Se, por um instante, Deus se esquecesse de que sou uma marionete de trapo e me presenteasse com um pedaço de vida, possivelmente não diria tudo o que penso, mas, certamente, pensaria tudo o que digo.
Daria valor às coisas, não pelo que valem, mas pelo que significam.
Dormiria pouco, sonharia mais, pois sei que a cada minuto que fechamos os olhos, perdemos sessenta segundos de luz.
Andaria quando os demais parassem, acordaria quando os outros dormem.
Escutaria quando os outros falassem e gozaria um bom sorvete de chocolate.
Se Deus me presenteasse com um pedaço de vida, vestir-me-ia com simplicidade, deitar-me-ia de bruços no solo, deixando a descoberto não apenas meu corpo, como minha alma.
Deus meu, se eu tivesse um coração, escreveria o meu ódio sobre o gelo e esperaria que o sol saísse.

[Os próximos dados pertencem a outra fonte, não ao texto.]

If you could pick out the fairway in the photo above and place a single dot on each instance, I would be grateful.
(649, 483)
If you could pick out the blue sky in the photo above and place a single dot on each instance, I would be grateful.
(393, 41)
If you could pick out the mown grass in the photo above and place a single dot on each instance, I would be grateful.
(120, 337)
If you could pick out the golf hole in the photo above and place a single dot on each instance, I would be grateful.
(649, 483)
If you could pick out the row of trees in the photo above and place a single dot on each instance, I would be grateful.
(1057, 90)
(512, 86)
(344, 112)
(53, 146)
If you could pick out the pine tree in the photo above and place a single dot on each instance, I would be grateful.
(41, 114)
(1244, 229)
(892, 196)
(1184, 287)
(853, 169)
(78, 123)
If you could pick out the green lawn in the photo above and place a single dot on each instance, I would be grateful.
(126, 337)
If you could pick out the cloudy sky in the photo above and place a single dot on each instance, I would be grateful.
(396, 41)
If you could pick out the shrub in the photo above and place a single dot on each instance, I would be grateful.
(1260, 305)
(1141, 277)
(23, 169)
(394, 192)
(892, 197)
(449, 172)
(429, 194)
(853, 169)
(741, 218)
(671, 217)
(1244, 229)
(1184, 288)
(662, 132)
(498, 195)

Pintaria, com um sonho de Van Gohg, sobre estrelas, um poema de Mário Benedetti e uma canção de Serrat seria a serenata que ofereceria à Lua.
Regaria as rosas com as minhas lágrimas para sentir a dor dos espinhos e o encarnado beijo de suas pétalas.

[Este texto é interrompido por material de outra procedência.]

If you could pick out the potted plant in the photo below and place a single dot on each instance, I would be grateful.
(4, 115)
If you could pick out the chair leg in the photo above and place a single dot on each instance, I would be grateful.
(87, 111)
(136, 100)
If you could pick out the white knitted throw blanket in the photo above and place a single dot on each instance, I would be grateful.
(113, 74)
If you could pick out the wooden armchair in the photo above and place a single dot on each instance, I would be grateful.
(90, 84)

Deus meu, se eu tivesse um pedaço de vida, não deixaria passar um só dia sem dizer às gentes: amo-vos...
Convenceria cada mulher e cada homem que são os meus favoritos e viveria apaixonado pelo amor.

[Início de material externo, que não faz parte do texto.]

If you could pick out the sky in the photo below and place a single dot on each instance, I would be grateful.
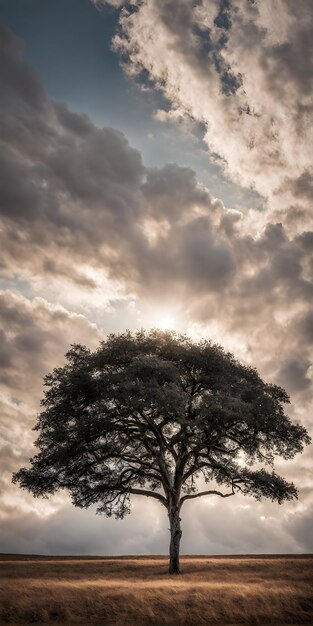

Aos homens, provar-lhes-ia como estão enganados ao pensarem que deixam de apaixonar-se quando envelhecem, sem saber que envelhecem quando deixam de se apaixonar.
A uma criança, dar-lhe-ia asas, mas deixaria que aprendesse a voar sozinha.
Aos velhos, ensinaria que a morte não chega com a velhice, mas com o esquecimento.
Tantas coisas aprendi com vocês, os homens...
Aprendi que toda a gente quer viver no cimo da montanha, sem saber que a verdadeira felicidade está na forma de subir a escarpa.
Aprendi que, quando um recém-nascido aperta, com a sua pequena mão, pela primeira vez, o dedo de seu pai, o torna prisioneiro para sempre.
Aprendi que um homem só tem o direito de olhar um outro de cima para baixo para ajudá-lo a levantar.
São tantas as coisas que pude aprender com vocês, mas, finalmente, não poderão servir muito porque quando me olharem dentro dessa maleta, infelizmente estarei morrendo.